`Au Sud, le cordon sanitaire est total´

Pour Paul Wynants (Facultés de Namur), il y a dans la société politique francophone une série de caractéristiques qui, jusqu'ici, font office d'anticorps: pas de relais politique ni médiatique.

PAR FRANCIS VAN de WOESTYNE

ENTRETIEN

Pourquoi n'y a-t-il pas, en Communauté française, une force d'extrême droite comparable à celle qui sévit en Flandre ou en France? Nous avons interrogé Paul Wynants, professeur d'histoire politique aux Facultés Notre-Dame de la Paix, à Namur.

Il faut nuancer le propos en rappelant que le Front National et d'autres forces d'extrême droite ont quand même atteint, dans un passé récent, un résultat non négligeable. En 1995, le FN a récolté 138 496 voix; en 99, si on cumule les voix du Front national et du Front nouveau de Belgique de Marguerite Bastien, on arrive à 113.000 voix en Communauté française. On est donc loin des scores flamands et français. Mais dans certains cantons, il y avait des scores importants: en 99, le FN a fait 8,2 pc à Charleroi et 7,6 pc à Châtelet.

Mais pourquoi l'extrême droite n'a-t-elle jamais vraiment décollé dans le sud du pays?

Ces partis sont très mal structurés, côté francophone. Ils n'ont pas d'appareil, pas de cadre, pas de machine à récolter les voix. Ils n'occupent pas le terrain, ne rencontrent guère les électeurs. Deuxième faiblesse: l'extrême droite est déchirée par de multiples scissions et querelles de personnes. Il n'y a pas de leader indiscutable. Elle n'a pas, géographiquement parlant, de fief ou de bastion à partir duquel elle peut rayonner comme Anvers pour le Blok.

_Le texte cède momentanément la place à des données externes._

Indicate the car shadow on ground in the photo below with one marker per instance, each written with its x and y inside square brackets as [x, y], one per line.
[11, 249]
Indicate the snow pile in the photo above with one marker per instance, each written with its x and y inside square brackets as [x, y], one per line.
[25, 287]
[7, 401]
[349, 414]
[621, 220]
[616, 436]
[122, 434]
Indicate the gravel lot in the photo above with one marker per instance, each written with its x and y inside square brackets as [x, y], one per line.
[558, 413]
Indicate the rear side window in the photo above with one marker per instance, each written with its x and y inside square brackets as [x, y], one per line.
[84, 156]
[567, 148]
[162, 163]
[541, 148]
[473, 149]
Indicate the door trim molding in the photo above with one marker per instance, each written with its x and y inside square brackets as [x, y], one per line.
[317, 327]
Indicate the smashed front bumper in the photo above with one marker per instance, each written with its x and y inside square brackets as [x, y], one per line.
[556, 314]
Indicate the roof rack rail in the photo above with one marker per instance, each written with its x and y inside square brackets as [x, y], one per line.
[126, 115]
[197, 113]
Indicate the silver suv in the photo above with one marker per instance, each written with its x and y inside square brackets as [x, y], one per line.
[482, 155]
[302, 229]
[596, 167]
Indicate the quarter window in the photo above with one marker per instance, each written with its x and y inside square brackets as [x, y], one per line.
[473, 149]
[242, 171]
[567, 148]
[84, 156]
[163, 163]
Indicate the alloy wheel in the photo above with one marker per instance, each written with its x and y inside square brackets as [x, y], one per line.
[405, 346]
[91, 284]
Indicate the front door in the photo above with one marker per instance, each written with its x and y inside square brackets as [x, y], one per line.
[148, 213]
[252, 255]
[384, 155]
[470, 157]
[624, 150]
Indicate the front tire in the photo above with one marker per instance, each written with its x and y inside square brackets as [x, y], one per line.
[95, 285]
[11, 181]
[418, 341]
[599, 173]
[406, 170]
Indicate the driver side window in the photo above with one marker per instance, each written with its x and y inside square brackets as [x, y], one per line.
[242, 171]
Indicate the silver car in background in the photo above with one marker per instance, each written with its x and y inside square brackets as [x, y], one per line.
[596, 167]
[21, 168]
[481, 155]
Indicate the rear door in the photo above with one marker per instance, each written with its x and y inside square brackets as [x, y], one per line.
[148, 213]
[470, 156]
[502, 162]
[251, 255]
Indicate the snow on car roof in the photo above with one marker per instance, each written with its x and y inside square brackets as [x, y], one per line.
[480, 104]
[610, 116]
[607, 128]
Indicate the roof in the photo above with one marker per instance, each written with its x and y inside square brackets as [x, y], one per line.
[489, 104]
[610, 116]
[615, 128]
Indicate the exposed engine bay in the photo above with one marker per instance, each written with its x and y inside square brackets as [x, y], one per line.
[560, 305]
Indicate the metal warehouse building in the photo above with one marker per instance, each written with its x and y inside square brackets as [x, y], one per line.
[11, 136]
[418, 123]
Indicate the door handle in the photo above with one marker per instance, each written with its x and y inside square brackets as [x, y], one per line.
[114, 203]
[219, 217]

Enfin, elle ne peut pas se rattacher à une tradition politique ou à un courant bien ancré dans la société comme le nationalisme flamand ou le précédent de Vichy en France. L'extrême droite chez nous, est donc très monothématique: c'est le discours obsessionnel sur l'immigration.

Suffirait-il qu'un leader populaire, xénophobe, nationaliste apparaisse pour que l'extrême droite grandisse?

Ce n'est pas à exclure totalement. Mais il y a quand même, dans la société politique francophone, une série de caractéristiques qui, jusqu'ici, ont fait office d'anticorps. Au sud du pays, le cordon sanitaire est appliqué totalement et strictement: l'extrême droite n'a pas d'interlocuteur dans les partis démocratiques, ni de tribune dans les médias d'ailleurs. De plus, personne, dans les partis francophones, n'a repris à son compte le discours de l'extrême droite pour le banaliser ou lui donner du crédit. En Flandre, Mme Leduc, du VLD, a eu des propos pour le moins contestables. Chez les libéraux francophones, en revanche, depuis que Louis Michel est arrivé à la barre, il y a eu un infléchissement très net de la ligne du parti qui, sous Jean Gol, avait quand même des relents parfois un peu sécuritaires.

Enfin, la culture politique francophone a été marquée par les valeurs du mouvement ouvrier et par le brassage des populations que la Wallonie a connu dès le 19e siècle. Il y a peut-être plus d'ouverture, côté francophone ou, en tout cas, moins de rejet à l'égard des allochtones ou des descendants d'allochtones. Dans votre baromètre politique, il est significatif de voir que l'homme politique le plus populaire est un fils d'immigré italien.

Il n'y a donc pas de terreau favorable à la croissance d'une telle force extrémiste?

Le terreau existe: ce sont les difficultés économiques, sociales et de logement que l'on rencontre dans les grandes agglomérations industrielles. Mais il y a eu des alternatives démocratiques qui ont permis de capter les suffrages des mécontents: ce fut le cas, en partie, pour les verts jusqu'en 99.

L'extrême droite se nourrit de xénophobie, de nationalisme mais aussi de populisme. Sur ce terrain, et celui-là seulement, des gens comme José Happart n'ont-ils pas aussi offert un exutoire démocratique aux mécontents?

Certains hommes politiques ont joué sur cette fibre-là, c'est clair. José Happart l'a fait. On peut aussi citer Paul Vanden Boeyenants au PSC et Roger Nols, chez les libéraux.

Ils ont donc aidé à lutter contre l'extrême droite?

A priori, le populisme, quel qu'il soit, n'est pas une bonne chose, même s'il se porte sur des personnalités engagées dans des partis démocratiques. Ce n'est pas une manière d'aider le citoyen à avoir un jugement sain.